Peter Nissen (German)
Circus animals, goat pulling a tiger in a cart, with two dogs from Carl Hagenbeck's Zoologischer Circus, 1891
Albumen print
22.3 x 28.7 cm mounted on 28.4 x 33.8 cm card, ruled in red
Dated "1891" in the negative, and photographer's blindstamp. Stamped "Photographiesches-Atelier von Peter Nissen, Reeperbahn 28 Hamburg, St. Pauli" in ink on verso.

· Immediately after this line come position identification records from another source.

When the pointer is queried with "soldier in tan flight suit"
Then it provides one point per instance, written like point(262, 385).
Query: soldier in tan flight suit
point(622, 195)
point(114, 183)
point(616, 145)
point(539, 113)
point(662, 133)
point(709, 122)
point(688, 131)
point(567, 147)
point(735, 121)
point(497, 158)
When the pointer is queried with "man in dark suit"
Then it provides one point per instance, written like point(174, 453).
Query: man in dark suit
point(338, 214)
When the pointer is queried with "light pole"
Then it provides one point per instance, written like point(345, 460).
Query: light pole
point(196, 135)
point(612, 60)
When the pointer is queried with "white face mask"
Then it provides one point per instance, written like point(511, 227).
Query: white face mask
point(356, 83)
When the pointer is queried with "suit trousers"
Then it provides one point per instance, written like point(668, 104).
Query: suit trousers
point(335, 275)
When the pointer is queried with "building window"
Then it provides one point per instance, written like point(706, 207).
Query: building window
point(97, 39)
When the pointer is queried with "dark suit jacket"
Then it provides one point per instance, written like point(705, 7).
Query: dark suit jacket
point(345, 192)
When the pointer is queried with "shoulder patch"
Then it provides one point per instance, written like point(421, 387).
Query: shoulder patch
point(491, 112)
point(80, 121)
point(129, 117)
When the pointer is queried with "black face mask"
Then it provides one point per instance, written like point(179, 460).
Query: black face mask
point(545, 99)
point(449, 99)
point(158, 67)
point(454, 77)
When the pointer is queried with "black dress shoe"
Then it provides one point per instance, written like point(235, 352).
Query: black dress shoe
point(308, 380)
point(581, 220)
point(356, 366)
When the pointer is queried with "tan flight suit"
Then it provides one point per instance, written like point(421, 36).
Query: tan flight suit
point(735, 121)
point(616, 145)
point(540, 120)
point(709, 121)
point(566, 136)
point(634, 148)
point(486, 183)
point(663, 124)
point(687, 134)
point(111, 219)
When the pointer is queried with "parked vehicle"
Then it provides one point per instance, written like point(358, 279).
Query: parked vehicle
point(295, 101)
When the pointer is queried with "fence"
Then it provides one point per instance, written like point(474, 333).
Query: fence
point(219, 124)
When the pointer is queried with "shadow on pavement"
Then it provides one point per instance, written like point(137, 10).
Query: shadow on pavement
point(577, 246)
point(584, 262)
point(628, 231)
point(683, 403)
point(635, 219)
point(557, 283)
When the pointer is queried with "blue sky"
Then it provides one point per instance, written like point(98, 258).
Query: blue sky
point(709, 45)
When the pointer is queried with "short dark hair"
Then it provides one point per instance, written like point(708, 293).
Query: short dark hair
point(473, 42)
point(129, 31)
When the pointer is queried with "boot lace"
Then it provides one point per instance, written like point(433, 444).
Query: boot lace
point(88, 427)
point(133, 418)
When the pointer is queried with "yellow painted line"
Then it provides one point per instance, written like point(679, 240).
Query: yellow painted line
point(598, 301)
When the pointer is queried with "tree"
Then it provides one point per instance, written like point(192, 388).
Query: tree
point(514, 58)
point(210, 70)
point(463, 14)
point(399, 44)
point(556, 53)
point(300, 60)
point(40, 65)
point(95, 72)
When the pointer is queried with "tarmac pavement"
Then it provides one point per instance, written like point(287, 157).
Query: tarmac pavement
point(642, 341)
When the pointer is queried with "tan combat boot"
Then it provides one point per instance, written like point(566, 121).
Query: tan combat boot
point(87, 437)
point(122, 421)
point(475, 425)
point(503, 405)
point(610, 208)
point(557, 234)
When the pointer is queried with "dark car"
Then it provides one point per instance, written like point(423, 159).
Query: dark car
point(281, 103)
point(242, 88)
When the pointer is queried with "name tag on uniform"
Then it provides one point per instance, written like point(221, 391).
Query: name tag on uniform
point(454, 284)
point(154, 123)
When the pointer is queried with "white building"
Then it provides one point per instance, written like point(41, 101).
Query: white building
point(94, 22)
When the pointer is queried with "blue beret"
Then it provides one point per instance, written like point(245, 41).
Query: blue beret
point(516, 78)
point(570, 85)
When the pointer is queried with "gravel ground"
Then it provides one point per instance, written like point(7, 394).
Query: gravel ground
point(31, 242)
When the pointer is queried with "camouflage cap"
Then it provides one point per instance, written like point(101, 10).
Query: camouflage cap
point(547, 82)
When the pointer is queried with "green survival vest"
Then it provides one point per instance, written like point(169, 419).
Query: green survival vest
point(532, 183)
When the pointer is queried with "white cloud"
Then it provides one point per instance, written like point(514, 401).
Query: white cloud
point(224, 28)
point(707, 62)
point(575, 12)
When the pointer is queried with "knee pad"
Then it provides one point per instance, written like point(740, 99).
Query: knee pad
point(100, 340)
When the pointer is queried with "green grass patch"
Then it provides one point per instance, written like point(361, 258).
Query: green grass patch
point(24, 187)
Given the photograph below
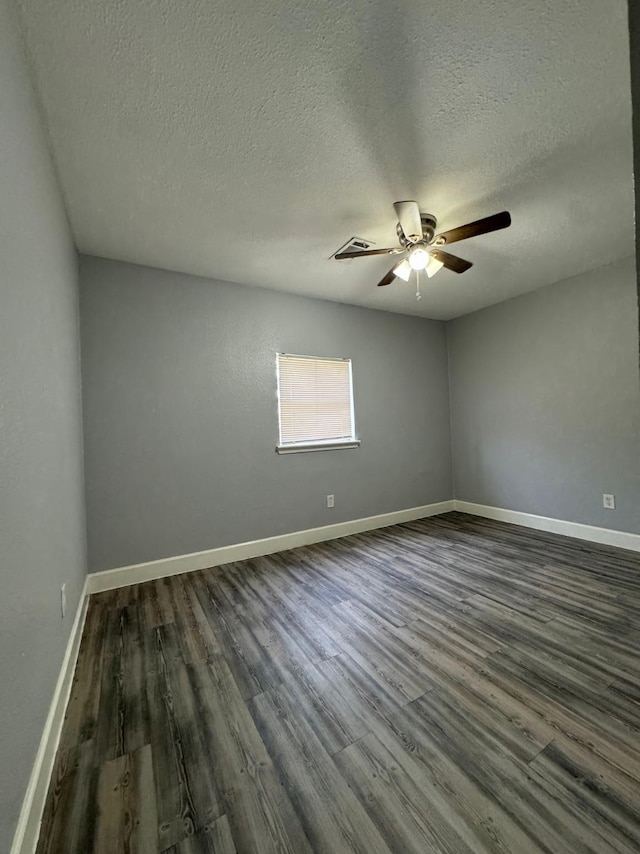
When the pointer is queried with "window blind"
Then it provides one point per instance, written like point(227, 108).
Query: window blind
point(315, 399)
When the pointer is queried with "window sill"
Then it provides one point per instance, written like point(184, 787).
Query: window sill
point(305, 447)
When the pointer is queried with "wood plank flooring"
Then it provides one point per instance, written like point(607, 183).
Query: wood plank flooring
point(450, 685)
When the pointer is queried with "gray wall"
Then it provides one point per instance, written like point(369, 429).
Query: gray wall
point(634, 45)
point(545, 401)
point(180, 413)
point(41, 494)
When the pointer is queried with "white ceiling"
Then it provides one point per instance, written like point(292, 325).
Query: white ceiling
point(248, 141)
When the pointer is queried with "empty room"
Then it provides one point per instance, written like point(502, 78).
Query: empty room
point(319, 427)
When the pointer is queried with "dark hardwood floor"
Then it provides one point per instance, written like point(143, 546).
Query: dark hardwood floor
point(448, 685)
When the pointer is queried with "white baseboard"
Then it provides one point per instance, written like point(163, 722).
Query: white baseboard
point(28, 829)
point(111, 579)
point(604, 536)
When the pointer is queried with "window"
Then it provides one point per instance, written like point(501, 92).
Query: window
point(315, 404)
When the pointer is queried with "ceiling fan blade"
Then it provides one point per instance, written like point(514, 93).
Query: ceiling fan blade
point(473, 229)
point(408, 214)
point(451, 262)
point(390, 277)
point(364, 252)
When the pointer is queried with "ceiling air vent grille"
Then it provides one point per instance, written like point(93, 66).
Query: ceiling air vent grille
point(355, 244)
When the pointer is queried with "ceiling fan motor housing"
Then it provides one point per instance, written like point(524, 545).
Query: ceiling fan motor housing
point(429, 224)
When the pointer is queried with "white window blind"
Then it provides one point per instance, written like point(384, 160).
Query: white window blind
point(315, 400)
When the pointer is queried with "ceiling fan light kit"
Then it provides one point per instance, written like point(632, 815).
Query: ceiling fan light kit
point(417, 237)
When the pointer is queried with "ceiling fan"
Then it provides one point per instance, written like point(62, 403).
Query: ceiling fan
point(417, 236)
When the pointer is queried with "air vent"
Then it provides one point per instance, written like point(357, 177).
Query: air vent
point(356, 244)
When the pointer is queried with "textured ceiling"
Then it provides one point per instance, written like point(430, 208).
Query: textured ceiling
point(249, 141)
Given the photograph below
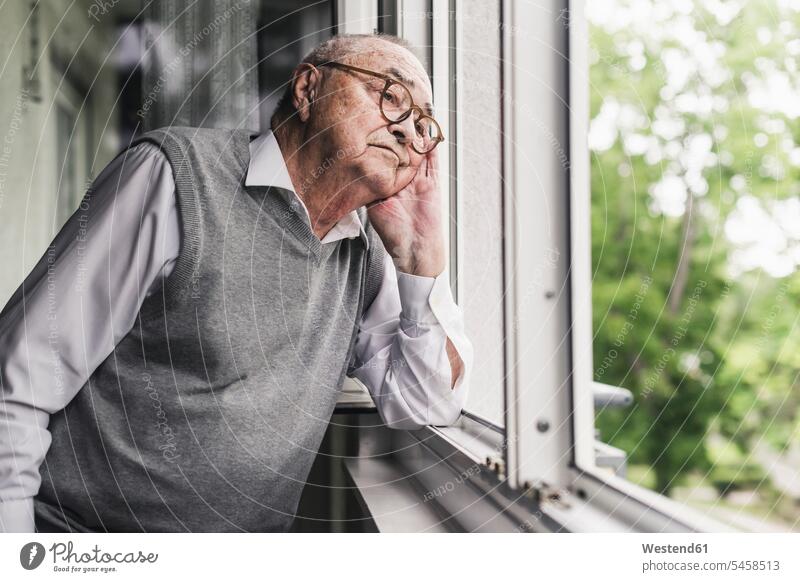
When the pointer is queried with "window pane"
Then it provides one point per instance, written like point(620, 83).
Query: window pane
point(480, 189)
point(695, 213)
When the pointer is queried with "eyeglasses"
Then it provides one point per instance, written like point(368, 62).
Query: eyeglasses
point(397, 104)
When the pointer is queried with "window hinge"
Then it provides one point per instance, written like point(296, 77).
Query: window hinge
point(542, 492)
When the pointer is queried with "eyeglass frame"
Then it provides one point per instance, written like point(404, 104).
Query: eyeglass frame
point(389, 82)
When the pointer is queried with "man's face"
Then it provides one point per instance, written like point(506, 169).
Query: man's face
point(373, 156)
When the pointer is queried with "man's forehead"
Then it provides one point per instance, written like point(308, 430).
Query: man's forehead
point(397, 62)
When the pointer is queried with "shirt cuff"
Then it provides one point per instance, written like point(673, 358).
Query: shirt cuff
point(414, 294)
point(16, 516)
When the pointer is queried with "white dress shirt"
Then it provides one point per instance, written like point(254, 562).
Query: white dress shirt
point(84, 294)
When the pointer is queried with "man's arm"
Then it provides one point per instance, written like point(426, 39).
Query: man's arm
point(403, 351)
point(79, 300)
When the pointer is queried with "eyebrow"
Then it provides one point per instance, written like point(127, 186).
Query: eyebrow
point(397, 74)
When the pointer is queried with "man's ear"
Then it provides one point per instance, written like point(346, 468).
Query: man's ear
point(306, 81)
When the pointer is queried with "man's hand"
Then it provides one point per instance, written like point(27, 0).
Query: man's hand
point(410, 222)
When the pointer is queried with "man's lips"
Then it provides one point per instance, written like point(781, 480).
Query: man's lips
point(399, 159)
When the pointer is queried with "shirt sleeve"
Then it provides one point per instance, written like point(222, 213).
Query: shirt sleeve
point(80, 299)
point(401, 356)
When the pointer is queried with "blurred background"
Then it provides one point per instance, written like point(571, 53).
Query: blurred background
point(695, 188)
point(695, 152)
point(82, 78)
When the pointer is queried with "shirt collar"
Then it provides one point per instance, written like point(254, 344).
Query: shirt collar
point(268, 168)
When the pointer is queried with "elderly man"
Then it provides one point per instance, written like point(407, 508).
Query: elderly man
point(173, 360)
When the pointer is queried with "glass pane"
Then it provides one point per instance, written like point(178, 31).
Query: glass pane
point(696, 202)
point(480, 190)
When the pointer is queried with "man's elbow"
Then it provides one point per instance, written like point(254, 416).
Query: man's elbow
point(443, 414)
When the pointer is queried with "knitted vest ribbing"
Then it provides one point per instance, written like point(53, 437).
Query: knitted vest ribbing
point(209, 412)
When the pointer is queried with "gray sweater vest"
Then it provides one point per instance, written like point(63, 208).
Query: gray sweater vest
point(208, 414)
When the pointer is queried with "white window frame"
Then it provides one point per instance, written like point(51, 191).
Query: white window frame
point(543, 474)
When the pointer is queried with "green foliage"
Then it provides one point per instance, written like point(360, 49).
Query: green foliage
point(708, 344)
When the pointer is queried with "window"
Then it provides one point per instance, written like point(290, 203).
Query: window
point(694, 174)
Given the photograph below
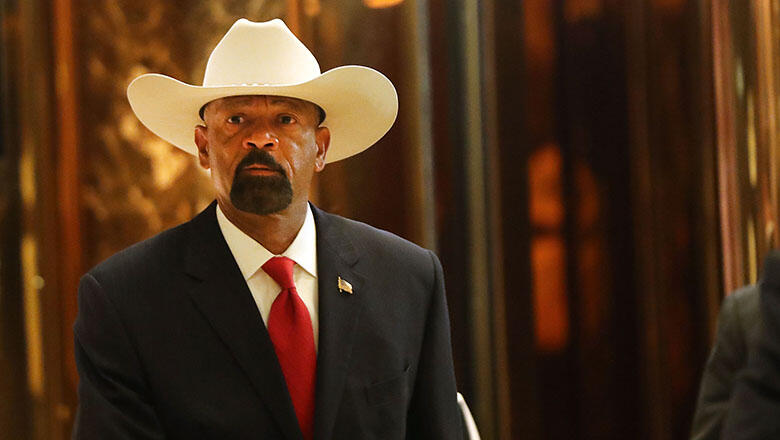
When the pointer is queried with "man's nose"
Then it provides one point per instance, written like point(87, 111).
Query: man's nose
point(261, 137)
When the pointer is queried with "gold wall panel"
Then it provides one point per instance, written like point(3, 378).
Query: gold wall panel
point(133, 184)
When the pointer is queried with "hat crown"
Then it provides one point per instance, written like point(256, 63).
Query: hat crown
point(260, 53)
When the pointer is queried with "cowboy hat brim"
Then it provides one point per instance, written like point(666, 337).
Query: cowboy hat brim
point(360, 105)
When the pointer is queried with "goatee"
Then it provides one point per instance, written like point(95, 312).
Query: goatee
point(261, 195)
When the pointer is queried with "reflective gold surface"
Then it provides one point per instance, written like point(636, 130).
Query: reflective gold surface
point(134, 184)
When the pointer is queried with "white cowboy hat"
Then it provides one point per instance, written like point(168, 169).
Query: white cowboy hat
point(360, 103)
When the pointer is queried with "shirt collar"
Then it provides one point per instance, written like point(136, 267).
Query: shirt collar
point(251, 255)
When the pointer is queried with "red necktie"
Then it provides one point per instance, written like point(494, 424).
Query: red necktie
point(289, 326)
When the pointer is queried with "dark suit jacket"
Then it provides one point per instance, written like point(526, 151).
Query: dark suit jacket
point(737, 335)
point(170, 344)
point(755, 408)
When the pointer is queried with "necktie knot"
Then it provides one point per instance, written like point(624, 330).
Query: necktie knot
point(280, 269)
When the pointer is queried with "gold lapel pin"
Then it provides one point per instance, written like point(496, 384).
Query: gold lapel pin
point(344, 286)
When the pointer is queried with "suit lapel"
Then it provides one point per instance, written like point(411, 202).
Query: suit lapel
point(222, 296)
point(338, 315)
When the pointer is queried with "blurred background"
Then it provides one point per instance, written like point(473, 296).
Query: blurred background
point(594, 174)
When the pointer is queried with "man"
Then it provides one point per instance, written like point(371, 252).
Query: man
point(265, 317)
point(738, 329)
point(755, 407)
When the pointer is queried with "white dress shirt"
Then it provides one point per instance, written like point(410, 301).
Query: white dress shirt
point(251, 255)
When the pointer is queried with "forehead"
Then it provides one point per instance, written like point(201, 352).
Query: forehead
point(233, 102)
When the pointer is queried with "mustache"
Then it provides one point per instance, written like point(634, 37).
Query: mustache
point(260, 157)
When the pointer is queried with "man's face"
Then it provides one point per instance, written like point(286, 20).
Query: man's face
point(262, 151)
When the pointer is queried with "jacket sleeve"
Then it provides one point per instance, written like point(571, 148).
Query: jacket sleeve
point(727, 358)
point(756, 403)
point(433, 410)
point(114, 399)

Wild animals tamed by zookeeper and photographer, this is a rare portfolio of live animal scenes from Carl Hagenbeck’s famous Zoological Circus. Hagenbeck (1844–1913) was an internationally known German animal dealer and trainer, whose fishmonger father had run a second business trading in exotic animals. Hagenbeck Junior accompanied explorers and hunters to bring back animals (and occasionally humans) from exotic locations to exhibit in Europe and the United States. He believed in controlling the animals by befriending them, emphasizing their intelligence and tractability over their ferocity. In 1889 he introduced a lion act in which, as a finale, three lions pulled him around the cage in a chariot. He trained animals to display and sell to circuses at the World’s Columbian Exposition in Chicago, Illinois in 1893, and the Louisiana Exhibition in St. Louis in 1904. He also supplied many zoos, as well as P. T. Barnum, and created the modern zoo with animal enclosures with moats rather than bars that were closer to the animals’ natural habitat. The Tierpark Hagenbeck still exists in Hamburg today.
This series of photographs tested Peter Nissen to the limit. In order to capture and tame the beasts in action for his audience he adopted every trick available to the analogue photographer of the 19th century. In some photographs the wild beasts are more appealingly fluffy than usual as they breathe and move during the lengthy exposures; in others whole animals or large portions of an animal have clearly been added to the negative by hand or montaged together in one print from multiple negatives. This portfolio is a wonderful, rare hybrid of the real and the surreal in zoological and photographic history.
Also included are two albumen prints of circus animals by Heinrich Johan Barby (Danish, 1858-1930), each 17.1 x 23.2 cm mounted on card with printed credit "H. J. Barby, Gl. Kongevej 178" on mount.